On Fri, Apr 19, 2019 at 4:20 PM Christian Brauner christian@brauner.io wrote:
On Sat, Apr 20, 2019 at 1:11 AM Linus Torvalds torvalds@linux-foundation.org wrote:
It's also worth noting that POLLERR/POLLHUP/POLLNVAL cannot be masked for "poll()". Even if you only ask for POLLIN/POLLOUT, you will always get POLLERR/POLLHUP notification. That is again historical behavior, and it's kind of a "you can't poll a hung up fd". But it once again means that you should consider POLLHUP to be something *exceptional* and final, where no further or other state changes can happen or are relevant.
Which kind of makes sense for process exit. So the historical behavior here is in our favor and having POLLIN | POLLHUP rather fitting. It just seems right that POLLHUP indicates "there can be no more state transitions".
Note that that is *not* true of process exit.
The final state transition isn't "exit", it is actually "process has been reaped". That's the point where data no longer exists.

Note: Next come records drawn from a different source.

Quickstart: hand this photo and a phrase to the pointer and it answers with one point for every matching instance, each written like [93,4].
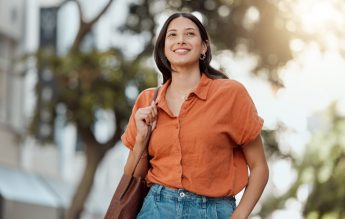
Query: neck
[184,82]
[184,78]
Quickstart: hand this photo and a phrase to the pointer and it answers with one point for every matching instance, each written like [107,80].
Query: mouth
[181,51]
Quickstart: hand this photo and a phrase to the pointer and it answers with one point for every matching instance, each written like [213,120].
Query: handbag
[131,190]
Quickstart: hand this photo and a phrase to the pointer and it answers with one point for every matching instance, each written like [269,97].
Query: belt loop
[204,201]
[158,193]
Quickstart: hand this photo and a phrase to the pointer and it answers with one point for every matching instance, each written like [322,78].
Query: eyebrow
[189,28]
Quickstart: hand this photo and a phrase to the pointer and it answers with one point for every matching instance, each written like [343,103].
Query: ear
[204,46]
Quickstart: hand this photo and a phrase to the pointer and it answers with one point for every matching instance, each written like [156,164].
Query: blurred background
[70,72]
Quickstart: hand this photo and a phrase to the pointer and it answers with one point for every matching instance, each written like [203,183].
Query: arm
[144,118]
[258,178]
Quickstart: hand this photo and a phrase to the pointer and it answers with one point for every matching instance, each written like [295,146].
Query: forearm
[257,181]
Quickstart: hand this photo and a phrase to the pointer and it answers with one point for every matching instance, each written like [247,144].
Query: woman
[206,132]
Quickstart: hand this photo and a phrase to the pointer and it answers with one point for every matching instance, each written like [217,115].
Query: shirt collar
[200,91]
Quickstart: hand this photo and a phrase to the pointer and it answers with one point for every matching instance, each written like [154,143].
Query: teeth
[181,50]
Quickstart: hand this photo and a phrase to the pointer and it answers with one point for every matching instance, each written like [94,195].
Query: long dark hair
[164,65]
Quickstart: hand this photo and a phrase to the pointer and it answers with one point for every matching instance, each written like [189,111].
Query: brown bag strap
[147,139]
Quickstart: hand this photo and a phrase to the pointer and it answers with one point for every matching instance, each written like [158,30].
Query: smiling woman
[215,118]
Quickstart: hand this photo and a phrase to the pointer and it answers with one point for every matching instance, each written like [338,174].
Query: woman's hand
[145,117]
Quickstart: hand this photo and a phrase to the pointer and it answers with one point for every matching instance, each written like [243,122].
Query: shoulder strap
[147,136]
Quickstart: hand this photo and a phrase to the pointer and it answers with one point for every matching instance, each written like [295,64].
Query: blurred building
[38,181]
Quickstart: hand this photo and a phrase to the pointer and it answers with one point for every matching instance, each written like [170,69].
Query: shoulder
[228,86]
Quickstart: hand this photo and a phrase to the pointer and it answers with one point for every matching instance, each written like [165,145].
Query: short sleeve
[143,100]
[245,123]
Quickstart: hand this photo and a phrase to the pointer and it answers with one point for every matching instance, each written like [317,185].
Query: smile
[181,51]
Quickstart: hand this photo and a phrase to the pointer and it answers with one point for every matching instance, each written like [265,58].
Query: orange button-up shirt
[200,149]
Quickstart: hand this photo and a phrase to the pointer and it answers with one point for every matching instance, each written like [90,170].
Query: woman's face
[183,44]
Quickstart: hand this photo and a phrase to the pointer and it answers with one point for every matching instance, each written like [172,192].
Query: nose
[181,39]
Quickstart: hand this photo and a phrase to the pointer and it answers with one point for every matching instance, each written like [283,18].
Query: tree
[88,81]
[85,82]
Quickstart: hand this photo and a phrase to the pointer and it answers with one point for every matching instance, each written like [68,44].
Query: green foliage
[322,169]
[86,82]
[230,28]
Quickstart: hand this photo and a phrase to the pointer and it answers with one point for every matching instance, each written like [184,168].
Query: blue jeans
[165,203]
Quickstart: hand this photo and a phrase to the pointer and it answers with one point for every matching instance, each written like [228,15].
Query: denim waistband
[182,195]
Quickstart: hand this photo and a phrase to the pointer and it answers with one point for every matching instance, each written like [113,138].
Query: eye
[171,34]
[190,34]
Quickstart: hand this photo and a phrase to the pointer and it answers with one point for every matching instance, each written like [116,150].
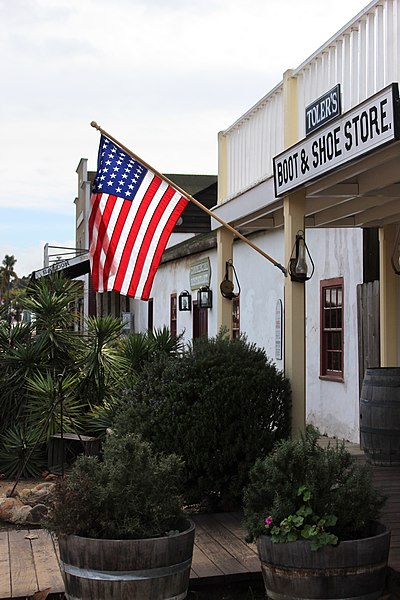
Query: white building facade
[331,129]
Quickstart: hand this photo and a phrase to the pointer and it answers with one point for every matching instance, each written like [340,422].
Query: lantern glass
[204,297]
[185,301]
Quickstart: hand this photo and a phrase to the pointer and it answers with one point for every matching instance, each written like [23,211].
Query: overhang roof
[363,193]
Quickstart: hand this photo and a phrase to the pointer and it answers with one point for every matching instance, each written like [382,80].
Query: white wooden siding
[363,57]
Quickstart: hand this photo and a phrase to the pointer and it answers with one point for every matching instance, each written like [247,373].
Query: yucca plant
[44,409]
[22,453]
[104,369]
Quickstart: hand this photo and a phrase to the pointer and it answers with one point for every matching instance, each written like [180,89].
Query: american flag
[133,212]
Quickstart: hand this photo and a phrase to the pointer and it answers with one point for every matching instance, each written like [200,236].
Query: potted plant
[314,513]
[120,525]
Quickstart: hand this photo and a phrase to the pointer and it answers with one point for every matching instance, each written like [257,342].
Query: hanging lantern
[300,261]
[185,301]
[226,286]
[204,297]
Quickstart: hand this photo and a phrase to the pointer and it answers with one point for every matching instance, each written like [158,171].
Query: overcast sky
[162,76]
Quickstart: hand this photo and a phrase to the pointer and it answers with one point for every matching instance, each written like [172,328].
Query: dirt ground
[8,484]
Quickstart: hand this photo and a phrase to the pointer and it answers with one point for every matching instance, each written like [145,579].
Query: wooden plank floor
[388,480]
[28,564]
[29,558]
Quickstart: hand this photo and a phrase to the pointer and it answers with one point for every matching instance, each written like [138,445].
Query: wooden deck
[29,558]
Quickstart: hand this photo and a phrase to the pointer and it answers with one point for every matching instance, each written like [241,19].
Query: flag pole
[193,200]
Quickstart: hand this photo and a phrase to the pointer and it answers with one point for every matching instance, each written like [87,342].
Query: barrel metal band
[178,597]
[126,575]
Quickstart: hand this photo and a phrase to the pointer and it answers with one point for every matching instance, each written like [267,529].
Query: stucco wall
[334,406]
[331,406]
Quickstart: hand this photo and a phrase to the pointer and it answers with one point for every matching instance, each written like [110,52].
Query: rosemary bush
[133,493]
[337,485]
[220,405]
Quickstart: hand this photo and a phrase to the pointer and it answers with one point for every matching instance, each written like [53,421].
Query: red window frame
[332,329]
[236,318]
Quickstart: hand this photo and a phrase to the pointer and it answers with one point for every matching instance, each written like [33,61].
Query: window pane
[332,330]
[327,297]
[333,297]
[340,297]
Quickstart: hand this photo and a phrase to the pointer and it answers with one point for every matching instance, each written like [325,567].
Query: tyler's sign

Arguably "exit()" just means "pidfd is now readable - you can read the status". That sounds very much like a normal POLLIN condition to me, since the whole *point* of read() on pidfd is presumably to read the status.
Now, if you want to have other state transitions (ie read execve/fork/whatever state details), then you could say that _those_ state transitions are just POLLIN, but that the exit state transition is POLLIN | POLLHUP. But logically to me it still smells like the process being reaped should be POLLHUP.
You could also say that the execve/fork/whatever state is out of band data, and use EPOLLRDBAND for it.
But in fact EPOLLPRI might be better for that, because that works well with select() (ei if you want to select for execve/fork, you use the "ex" bitmask).
That said, if FreeBSD already has something like this, and people actually have code that uses it, there's also simply a strong argument for "don't be needlessly different".
Linus